Talk about real-life! Our advice expert Sally Schultheiss responded from the office policy standpoint, encouraging the writer not to “clarify” the situation as much as to “casually” bring it up with her boss. Writes Sally: “By taking control of the issue (which could be a non-issue), you show your boss you professionalism and that you want to do the right thing.”
But some readers took a completely different take.
Alice Kell, a VP of Operations from Minersville, PA, viewed the copying as stealing company property: “It isn't a matter of a company being "tightfisted;" it's a matter of honesty and integrity. Whether it is a ten-cent piece of paper or ten million dollars, stealing is stealing. If she's stealing paper in the form of printing personal things, what else is she stealing from the company? And what is she stealing from others?”
Rose De Azevedo of Visalia CA, meanwhile, offered this take from an IT point of view: “Judging from how the question was posed, I'd say the printed document went to a network printer. I work in the technology department of an organization and I would pose this caution: Don't do it — particularly where output machines are networked by a server or servers for an entire organization.

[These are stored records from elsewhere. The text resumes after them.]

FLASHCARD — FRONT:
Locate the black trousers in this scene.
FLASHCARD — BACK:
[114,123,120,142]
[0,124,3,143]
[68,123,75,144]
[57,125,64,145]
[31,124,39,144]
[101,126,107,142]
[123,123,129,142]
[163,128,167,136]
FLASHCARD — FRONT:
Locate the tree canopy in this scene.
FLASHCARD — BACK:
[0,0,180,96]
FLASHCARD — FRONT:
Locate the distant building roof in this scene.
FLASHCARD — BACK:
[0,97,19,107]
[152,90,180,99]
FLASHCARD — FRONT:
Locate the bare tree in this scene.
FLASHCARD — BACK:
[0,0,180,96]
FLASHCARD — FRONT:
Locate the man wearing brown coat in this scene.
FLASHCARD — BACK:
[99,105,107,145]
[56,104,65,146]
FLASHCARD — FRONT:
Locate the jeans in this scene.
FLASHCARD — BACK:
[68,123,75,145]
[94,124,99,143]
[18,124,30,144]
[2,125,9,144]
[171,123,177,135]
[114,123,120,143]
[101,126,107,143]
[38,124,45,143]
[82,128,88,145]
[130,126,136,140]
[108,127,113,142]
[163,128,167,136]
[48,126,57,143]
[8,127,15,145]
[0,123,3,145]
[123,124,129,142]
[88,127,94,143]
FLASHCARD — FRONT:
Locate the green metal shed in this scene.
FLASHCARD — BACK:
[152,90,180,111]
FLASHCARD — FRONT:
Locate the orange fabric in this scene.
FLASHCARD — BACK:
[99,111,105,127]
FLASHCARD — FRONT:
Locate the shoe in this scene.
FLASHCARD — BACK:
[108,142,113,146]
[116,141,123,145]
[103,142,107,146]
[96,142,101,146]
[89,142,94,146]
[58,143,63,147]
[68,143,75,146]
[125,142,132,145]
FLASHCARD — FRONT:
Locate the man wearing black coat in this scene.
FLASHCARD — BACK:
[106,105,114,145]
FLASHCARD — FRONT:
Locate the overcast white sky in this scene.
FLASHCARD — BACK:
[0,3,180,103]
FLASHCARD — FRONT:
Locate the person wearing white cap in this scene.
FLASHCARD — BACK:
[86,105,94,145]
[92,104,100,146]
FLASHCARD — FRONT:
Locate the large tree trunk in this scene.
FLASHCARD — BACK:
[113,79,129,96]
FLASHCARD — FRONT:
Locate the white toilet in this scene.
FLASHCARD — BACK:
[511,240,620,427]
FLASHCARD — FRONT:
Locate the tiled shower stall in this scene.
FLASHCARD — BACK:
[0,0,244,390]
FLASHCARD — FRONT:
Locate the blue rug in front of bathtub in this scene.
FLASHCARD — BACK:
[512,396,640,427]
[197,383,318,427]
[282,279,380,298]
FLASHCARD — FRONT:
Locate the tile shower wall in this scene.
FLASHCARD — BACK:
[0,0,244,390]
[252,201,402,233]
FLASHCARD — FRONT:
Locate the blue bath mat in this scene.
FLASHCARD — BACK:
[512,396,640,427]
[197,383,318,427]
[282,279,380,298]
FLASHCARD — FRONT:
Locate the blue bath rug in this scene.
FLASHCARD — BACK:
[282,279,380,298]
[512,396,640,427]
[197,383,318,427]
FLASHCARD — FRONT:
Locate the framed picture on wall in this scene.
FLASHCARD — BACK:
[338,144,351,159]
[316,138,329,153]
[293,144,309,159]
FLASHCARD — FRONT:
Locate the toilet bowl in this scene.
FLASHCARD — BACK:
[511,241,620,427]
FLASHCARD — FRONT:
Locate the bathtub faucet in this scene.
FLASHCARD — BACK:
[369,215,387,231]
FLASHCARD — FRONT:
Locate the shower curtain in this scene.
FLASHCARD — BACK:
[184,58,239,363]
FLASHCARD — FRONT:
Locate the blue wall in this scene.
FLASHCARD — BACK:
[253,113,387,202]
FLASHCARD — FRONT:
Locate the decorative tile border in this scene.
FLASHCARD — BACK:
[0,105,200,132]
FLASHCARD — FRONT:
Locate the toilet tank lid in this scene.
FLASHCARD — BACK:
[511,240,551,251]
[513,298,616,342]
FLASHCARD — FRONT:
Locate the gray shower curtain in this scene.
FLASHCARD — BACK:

“The reason is because these machines, often all-in-one behemoths, have hard drives that save everything that passes through them. If employees are printing, scanning or faxing [to themselves] documents that may contain sensitive information (such as tax returns and bank statements for a new loan!), that data resides on the machine's hard drive — just like on a computer because that's what it is — an onboard computer. And if those same employees think nobody can see this data, think again. The network's system administrator can see and retrieve anything off these hard drives. This information can also be used in a court of law as evidence in dismissal cases.”
I’ll admit it: In more than 20 years of working, I’ve been known to print out a personal document every now and then. How about you? Is printing out a personal document a form of stealing? And if you do use the copier at work, are you worried about who can see your personal info on the machine’s hard drive?